Much like your buyer funnel, BI is about more than just accuracy and volume. Low quality metrics can waste a user’s time, whereas high quality metrics and data can facilitate better decision-making and behavior. For example, quarterly sales is nice to see, but if you have a 3 month sales cycle, it may be of more benefit to understand the number of leads in the funnel beforehand.
Empower, Don’t Monitor
A large proportion of BI systems are used for monitoring purposes, and not for empowerment – or for the betterment of users. A typical BI system allows management to monitor workers, more so than provide the worker the opportunity to improve their performance. What this will result in, is little, to no benefit to users, offering more hindrance above all else. A prominent cause of low adoption rates, is largely due to BI’s usage as a monitoring tool. Sufficient adoption is made possible if there are clear upsides that users can achieve and strive for.
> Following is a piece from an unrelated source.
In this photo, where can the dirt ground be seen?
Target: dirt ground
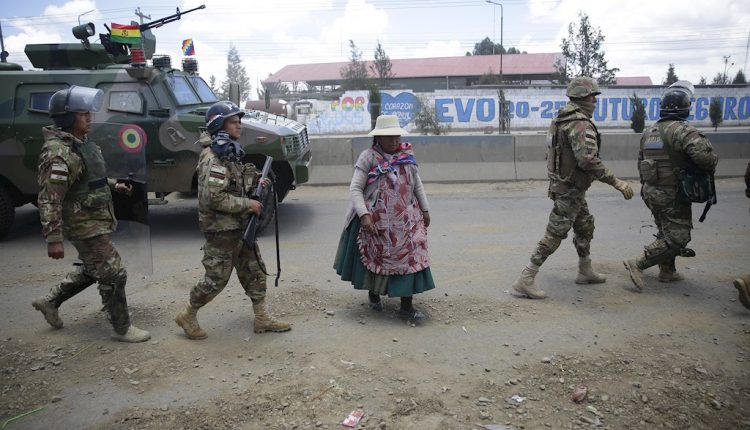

Without this, behavior will not change, certainly not for the better.
The best predictor of future, is history. This premise can be applied to BI to help recognize, that if you can see patterns and your numbers can predict the future, you will be able to better advise users on how to realize success. It’s critical to use BI to foster an environment where users will go above and beyond what is expected. Businesses need to build systems that will motivate their users, and guide them along a path to success. If the BI function is designed to encourage better achievement as a result of a well-defined path, then the organization will be superior. A BI solution that fosters personal and professional growth will help to ensure that users are nurtured and empowered.
Furthermore, it’s recommended that BI solutions should try to transition the business from one that is subjective, to one that is objective. With the objectivity that BI can bring, that must lead to a change in behavior.
If you approach a BI project with this mentality, you can expect to have a more rewarding implementation. Being able to visualize your data is great, but having a clear notion of success and having the proper attitude, will streamline the entire process.